[eeps] New EEP draft: recursive funs
Raimo Niskanen
raimo+eeps@REDACTED
Fri May 27 16:00:36 CEST 2011
I'm sorry, we have changed EEP format into Markdown.
See EEP 33: http://www.erlang.org/eeps/eep-0033.html
I am not sure if this has been communicated properly,
so I would appreciate very much if you could reformat
your EEPs int Markdown according to EEP 33. Otherwise
I can't dig into that until sometime the next week...
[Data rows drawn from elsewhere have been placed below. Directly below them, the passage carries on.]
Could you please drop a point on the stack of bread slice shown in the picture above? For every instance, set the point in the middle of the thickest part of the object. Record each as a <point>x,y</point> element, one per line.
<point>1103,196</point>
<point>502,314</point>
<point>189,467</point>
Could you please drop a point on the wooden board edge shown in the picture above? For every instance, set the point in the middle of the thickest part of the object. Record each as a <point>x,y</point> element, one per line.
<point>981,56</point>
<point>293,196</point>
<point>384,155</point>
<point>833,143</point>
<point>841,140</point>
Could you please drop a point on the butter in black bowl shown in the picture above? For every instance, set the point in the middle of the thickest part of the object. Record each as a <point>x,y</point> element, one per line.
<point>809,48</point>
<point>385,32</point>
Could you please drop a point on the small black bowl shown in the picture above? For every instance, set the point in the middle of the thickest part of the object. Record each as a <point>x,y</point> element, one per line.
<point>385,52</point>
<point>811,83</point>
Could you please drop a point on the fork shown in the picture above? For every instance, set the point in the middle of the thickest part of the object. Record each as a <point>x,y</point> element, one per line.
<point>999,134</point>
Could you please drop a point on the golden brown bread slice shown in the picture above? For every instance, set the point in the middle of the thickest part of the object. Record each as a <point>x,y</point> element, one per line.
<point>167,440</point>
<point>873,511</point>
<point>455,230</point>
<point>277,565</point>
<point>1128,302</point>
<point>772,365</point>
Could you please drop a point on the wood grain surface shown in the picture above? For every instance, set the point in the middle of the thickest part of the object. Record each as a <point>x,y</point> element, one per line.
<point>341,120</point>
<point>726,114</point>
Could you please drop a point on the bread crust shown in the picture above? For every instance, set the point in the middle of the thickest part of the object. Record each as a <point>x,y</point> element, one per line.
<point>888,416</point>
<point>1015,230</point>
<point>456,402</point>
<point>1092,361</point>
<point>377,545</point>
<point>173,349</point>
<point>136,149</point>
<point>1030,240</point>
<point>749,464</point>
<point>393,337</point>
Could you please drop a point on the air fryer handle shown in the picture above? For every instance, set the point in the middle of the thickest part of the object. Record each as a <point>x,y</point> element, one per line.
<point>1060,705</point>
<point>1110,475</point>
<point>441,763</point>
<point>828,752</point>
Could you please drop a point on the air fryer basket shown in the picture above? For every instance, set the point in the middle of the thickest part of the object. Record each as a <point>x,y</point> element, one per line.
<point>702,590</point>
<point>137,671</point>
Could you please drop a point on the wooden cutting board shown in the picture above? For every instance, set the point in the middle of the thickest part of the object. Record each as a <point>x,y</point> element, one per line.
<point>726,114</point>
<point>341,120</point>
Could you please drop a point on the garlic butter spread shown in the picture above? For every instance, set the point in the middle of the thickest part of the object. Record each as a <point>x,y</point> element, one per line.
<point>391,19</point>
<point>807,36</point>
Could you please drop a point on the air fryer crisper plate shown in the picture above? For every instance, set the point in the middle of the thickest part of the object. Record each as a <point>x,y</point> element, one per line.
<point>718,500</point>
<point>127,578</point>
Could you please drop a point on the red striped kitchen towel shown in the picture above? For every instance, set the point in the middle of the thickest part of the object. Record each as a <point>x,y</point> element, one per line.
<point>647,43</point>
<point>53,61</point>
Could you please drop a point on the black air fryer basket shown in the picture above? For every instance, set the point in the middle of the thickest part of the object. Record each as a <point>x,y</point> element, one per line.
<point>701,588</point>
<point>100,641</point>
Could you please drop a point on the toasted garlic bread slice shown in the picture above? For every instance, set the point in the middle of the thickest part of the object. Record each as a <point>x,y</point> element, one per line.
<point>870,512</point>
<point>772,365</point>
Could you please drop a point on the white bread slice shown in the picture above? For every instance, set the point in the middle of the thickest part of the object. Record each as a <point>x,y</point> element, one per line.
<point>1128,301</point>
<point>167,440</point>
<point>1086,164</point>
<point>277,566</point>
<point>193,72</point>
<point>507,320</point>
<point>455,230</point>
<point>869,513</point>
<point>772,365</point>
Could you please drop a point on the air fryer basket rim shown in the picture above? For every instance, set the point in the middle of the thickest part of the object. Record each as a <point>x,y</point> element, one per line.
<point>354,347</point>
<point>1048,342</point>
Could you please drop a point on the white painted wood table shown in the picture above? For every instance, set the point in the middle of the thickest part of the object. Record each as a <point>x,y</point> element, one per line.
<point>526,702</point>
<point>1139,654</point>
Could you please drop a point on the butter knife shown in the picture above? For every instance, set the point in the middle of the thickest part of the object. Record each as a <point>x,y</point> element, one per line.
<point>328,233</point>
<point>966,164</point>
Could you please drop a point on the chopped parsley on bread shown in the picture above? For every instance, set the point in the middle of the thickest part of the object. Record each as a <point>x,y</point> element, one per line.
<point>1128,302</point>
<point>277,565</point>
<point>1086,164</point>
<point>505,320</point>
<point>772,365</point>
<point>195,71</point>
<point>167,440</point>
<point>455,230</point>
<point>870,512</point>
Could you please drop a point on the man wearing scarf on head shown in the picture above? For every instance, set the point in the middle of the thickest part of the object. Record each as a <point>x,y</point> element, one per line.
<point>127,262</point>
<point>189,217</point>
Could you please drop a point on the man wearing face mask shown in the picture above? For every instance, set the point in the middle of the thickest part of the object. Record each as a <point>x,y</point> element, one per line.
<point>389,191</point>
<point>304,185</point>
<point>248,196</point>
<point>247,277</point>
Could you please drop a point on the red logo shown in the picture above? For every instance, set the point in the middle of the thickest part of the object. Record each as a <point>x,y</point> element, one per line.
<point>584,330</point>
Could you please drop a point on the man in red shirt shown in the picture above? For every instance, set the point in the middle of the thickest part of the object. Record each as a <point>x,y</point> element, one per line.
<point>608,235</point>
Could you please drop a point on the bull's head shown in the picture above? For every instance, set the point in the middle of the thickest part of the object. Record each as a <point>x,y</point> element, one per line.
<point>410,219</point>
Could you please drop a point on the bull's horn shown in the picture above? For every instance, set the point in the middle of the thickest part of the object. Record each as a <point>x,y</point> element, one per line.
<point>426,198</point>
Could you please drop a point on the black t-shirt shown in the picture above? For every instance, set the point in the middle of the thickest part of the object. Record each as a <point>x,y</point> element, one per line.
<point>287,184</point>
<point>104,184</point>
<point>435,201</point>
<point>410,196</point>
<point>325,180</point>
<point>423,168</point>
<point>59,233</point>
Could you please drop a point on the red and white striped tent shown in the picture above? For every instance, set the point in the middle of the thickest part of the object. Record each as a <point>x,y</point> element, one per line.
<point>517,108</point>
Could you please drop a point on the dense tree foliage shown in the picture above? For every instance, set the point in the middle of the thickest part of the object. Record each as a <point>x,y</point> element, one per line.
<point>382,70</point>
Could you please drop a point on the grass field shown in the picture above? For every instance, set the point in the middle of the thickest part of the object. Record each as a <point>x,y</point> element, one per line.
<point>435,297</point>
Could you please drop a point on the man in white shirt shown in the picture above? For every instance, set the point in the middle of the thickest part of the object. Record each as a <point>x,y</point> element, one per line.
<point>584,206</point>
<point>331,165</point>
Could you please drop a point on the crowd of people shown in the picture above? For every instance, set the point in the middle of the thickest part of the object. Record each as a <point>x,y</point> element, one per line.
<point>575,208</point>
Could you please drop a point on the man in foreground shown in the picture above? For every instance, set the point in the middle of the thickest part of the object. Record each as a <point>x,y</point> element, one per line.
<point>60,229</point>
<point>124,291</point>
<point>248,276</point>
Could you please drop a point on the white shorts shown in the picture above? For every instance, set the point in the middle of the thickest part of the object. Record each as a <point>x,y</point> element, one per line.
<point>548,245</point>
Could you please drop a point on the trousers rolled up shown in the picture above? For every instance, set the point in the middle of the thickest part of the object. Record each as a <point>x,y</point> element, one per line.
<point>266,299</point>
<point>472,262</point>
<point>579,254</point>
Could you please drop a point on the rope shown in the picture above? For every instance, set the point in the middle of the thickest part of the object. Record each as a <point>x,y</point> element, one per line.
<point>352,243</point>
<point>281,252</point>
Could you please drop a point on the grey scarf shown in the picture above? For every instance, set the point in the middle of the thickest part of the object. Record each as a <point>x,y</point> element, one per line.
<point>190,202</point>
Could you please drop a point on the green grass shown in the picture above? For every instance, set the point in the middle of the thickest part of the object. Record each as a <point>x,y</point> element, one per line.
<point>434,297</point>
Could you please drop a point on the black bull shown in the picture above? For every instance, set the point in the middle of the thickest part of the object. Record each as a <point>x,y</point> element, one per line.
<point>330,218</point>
Sorry about the inconveniance.
/ Raimo Niskanen, EEP Editor
On Fri, May 27, 2011 at 07:55:34PM +1200, ok@REDACTED wrote:
> Erlang *functions* can have multiple clauses and multiple arguments
> and can be recursive.
> Erlang *funs* can have multiple clause and multiple arguments
> but cannot be recursive.
>
> We can fix that in a very natural way, which does not invalidate
> the foundations of Erlang memory management, and fortuitously
> makes hot loading safer in the presence of funs, even if you do
> not use recursive ones.
>
> This doesn't solve all known problems, and in particular,
> doesn't solve the problem of mutually recursive funs, but I
> don't expect a solution to that to arrive short of a radical
> redesign of the whole language (which Joe is thinking about,
> bless him).
>
> EEP: XXX
> Title: funs with names
> Version: $Revision: 14 $
> Last-Modified: $Date: 2007-06-29 16:24:01 +0200 (Fri, 29 Jun 2007) $
> Author: Richard A. O'Keefe <ok@REDACTED>
> Status: Draft
> Type: Standards Track
> Erlang-Version: R14B-4
> Content-Type: text/plain
> Created: 27-May-2011
> Post-History:
>
>
>
> Abstract
>
> The syntax of funs is extended to allow a variable name to
> be consistently present before each argument list. This
> allows funs to be recursive. The knot is tied in the
> opcodes that apply a fun to its arguments, so no change to
> the garbage collector design is required.
>
>
>
> Specification
>
> Currently, there are three forms for a fun:
>
> fun Name/Arity
> fun Module:Name/Arity
>
> and
>
> fun Fun_Clause {; Fun_Clause}... end
>
> We add another form:
>
> fun Variable Fun_Clause {; Variable Fun_Clause}... end
>
> If any Fun_Clause has a Variable, all must, and they must all
> be the same variable. Like the variables in the argument list(s),
> this variable is local to the fun, not shared with its context.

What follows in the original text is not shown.